Friday, April 4, 2014

Nephew of CSS Shooter (Game Programming)

André Jaenisch (e-acute! and ae not a-umlaut) of https://firefoxosundich.wordpress.com had some comments about my CSS Shooter post at http://firefoxosgaming.blogspot.com/2014/03/css-shooter-game-programming.html that were very useful.

I had used

    document.documentElement.
      style.overflow = 'hidden';


to hide the scrollbars. Because there isn't any "don't show scrollbars" command in Firefox, that seemed like a good idea. Generally people don't use it to hide scrollbars, they use it to clip content outside a particular window.

However, the CSS 2.1 spec, section 11, does define overflow = "hidden" like this:


This value indicates that the content is clipped and that no scrolling user interface should be provided to view the content outside the clipping region.

Because I'm defining the contents of the region, I know there's nothing outside it, so I'm happy to use this when I'm looking at the very edge of the window.

Also, I found an old reference from 2005 to

     overflow: -moz-scrollbars-none 

but it seems to have disappeared and I can't find it on MDN. Anyone know where it went?

André had a different approach, which, rather than use an little-known and possibly not supported in the future API, suggested that I simply reverse the motion slightly before you get to the edge! This works too, with only a little bit of alteration in the code.

Here's his code for the target restart when it hits the left edge:

      // Right edge hit, restart.
      if (tarHor > boardWidth-25) {
        console.log("Target hit right edge!" +
          "Turned around at " + tarHor +
          " + " + boardWidth);
        tarHor = 10;
      }


And here's his code for the bullet:

      // Left edge hit, reverse direction.
      if (ballHor + changeHor < 10) {
        console.log("Ball hit left edge!" +
        "Turned around at " + ballHor +
          " + " + changeHor);
        changeHor = -changeHor;
        ballHor = 10;
        console.log(ballHor + " " + ballVer);
      }
   
      // Right edge hit, reverse direction.
      if (ballHor + changeHor >
        boardWidth - 20) {
          console.log("Ball hit right edge!" +
          "Turned around at " + ballHor +
            " + " + changeHor);
          changeHor = -changeHor;
          // Compensate for unknown width.
          // We want multiples of 10.
          flr = Math.floor(boardWidth / 10);
          ballHor = 10 * flr-30;
        console.log(ballHor + " " + ballVer);
      }


This is perfectly valid and reminds me of the old phrase, "If you can't raise the bridge, lower the river." Games are all about solving problems, and there are usually more than one way to solve a problem.
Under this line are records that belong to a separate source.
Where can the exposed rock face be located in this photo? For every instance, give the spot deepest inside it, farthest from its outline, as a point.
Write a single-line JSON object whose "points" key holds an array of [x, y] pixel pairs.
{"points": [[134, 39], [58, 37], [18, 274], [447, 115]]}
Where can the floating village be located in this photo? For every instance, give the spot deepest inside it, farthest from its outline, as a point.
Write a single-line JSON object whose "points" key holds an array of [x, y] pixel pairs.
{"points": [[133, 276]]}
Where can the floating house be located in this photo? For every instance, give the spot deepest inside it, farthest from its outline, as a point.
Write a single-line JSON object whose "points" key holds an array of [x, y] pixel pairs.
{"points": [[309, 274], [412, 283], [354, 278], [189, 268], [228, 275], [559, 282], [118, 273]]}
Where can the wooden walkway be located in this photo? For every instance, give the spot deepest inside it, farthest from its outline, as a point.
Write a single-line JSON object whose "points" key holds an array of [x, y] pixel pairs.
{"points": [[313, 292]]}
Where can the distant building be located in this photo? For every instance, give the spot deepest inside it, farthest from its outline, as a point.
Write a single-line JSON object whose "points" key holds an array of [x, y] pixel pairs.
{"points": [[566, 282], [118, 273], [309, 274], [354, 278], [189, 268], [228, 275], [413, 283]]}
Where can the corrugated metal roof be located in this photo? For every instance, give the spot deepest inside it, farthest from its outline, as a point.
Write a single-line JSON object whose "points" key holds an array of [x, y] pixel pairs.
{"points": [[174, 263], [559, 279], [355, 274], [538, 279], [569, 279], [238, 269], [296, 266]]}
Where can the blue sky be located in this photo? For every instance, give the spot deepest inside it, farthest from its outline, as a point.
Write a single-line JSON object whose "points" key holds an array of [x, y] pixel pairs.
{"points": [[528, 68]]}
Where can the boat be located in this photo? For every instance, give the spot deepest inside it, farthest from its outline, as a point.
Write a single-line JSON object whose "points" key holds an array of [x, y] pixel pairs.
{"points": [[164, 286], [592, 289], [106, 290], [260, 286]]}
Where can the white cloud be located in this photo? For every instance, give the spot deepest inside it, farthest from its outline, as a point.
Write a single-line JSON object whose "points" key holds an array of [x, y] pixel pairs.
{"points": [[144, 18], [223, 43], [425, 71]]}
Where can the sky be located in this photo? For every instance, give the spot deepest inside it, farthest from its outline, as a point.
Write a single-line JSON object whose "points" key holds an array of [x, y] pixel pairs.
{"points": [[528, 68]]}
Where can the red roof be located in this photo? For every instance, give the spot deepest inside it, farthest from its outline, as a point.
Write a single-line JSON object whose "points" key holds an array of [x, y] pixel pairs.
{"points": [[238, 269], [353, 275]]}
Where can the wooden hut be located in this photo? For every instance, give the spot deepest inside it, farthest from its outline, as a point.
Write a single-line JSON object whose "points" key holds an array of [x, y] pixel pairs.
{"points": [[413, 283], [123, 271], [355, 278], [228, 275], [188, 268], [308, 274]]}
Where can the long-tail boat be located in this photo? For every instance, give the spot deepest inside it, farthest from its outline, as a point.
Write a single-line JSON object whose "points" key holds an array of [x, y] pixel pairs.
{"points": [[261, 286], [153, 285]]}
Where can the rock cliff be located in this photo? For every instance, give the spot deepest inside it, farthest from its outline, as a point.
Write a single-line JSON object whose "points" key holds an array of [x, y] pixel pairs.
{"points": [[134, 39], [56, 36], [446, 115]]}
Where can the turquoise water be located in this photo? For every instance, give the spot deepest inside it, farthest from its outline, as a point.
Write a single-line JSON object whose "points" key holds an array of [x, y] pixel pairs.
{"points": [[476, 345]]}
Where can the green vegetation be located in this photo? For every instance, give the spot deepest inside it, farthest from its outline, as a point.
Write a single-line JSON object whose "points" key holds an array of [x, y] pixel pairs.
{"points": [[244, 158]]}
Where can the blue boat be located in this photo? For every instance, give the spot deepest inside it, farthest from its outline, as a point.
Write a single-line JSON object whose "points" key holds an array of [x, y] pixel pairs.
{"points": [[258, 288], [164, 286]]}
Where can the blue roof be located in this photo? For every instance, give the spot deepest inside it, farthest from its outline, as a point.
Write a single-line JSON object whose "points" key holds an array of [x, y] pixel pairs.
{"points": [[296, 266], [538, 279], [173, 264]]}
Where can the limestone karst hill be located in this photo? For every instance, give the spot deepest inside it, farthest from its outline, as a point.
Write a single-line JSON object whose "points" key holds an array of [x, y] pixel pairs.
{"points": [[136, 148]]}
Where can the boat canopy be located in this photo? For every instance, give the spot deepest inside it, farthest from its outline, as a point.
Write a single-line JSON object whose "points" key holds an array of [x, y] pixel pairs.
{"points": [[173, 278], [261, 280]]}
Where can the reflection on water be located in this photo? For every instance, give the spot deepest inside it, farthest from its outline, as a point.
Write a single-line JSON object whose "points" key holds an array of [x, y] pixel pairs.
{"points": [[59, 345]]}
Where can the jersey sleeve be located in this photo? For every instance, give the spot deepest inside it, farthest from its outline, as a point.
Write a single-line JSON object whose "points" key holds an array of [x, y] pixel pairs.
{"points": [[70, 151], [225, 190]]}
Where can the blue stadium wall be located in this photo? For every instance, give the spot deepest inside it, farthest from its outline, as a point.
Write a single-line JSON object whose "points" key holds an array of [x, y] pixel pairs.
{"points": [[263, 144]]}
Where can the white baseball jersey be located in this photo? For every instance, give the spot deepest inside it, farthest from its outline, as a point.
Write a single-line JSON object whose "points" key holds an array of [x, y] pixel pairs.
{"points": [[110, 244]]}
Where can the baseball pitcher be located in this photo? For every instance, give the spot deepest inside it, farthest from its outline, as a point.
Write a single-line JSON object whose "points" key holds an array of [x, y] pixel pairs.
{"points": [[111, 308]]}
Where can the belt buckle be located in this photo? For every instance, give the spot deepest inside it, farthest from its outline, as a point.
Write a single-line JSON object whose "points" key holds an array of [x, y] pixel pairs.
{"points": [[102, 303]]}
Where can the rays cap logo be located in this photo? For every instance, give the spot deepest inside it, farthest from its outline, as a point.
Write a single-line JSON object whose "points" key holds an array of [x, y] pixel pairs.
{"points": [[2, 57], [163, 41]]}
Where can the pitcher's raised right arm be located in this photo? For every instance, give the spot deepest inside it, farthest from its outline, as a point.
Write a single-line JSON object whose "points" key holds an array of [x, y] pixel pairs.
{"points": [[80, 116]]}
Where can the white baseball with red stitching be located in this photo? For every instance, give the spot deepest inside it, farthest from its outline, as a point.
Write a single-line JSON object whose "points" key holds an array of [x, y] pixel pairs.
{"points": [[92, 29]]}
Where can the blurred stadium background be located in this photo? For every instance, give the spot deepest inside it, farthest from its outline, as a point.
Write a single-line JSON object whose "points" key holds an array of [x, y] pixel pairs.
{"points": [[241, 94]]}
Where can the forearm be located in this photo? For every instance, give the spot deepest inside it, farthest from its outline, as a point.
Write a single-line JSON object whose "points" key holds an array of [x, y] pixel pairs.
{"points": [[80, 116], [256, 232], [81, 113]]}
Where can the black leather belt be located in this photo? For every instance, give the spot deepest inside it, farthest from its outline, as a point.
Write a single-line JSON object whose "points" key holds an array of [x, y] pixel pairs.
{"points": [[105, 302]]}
André suggested that I add this code for the viewport in the head:

      <meta name="viewport"
        content="user-scalable=no,
        initial-scale=1,
        maximum-scale=1,
        width=device-width" />


I'm still not up on viewports but you can read about it here: https://developer.mozilla.org/en-US/docs/Mozilla/Mobile/Viewport_meta_tag.


I'm going to be investigating this a lot more as I look more at responsive web design (RWD). Although for games, adaptive web design might be more appropriate. I will be getting a Firefox OS tablet soon and I'll want to write apps that run on it, the two phones I have, and the nearly-forgotten APC Rock I have sitting lonely in a corner. See my post on APC Rock here http://firefoxosgaming.blogspot.com/2014/01/apc-rock-hardware-review.html.

Other Problems

When I was testing André's code, the bullet at the bottom didn't display! At first I thought it was the code and then it was pointed out that maybe the bitmap wasn't there. It wasn't.

In future code, I'll either avoid bitmaps (probably not likely) or write some code that determines whether the bitmap was actually loaded.  There are some ways to do this by loading the bitmap as an Image and then checking to see if it loaded by having an event handler on the image.

André also had an interesting idea of creating a ball by using a CSS rectangle and rounding the corners so it looks like a ball, from Stack Overflow. https://stackoverflow.com/questions/6921792/how-to-draw-circle-in-html-page/6921838#6921838.

Moving Forward

I've been thinking about where to take this blog. My influences are:

  1. Tablet - responsive web design needed!
  2. A return of my love for SVG.
  3. Playing way too much Starbound http://playstarbound.com/
  4. Remembering Sigma Star Saga http://en.wikipedia.org/wiki/Sigma_Star_Saga
So what I'm going to do is create a serious large game in several parts that will consist of the following:

SVG all the way! Why not?
  1. A space shooter that you can fly around in.
  2. Land on other planets in a side-scrolling view.
  3. Enter cities in a top-down view with tiles
  4. Make it an actual RPG with statistics, fighting, upgrades, stores, etc.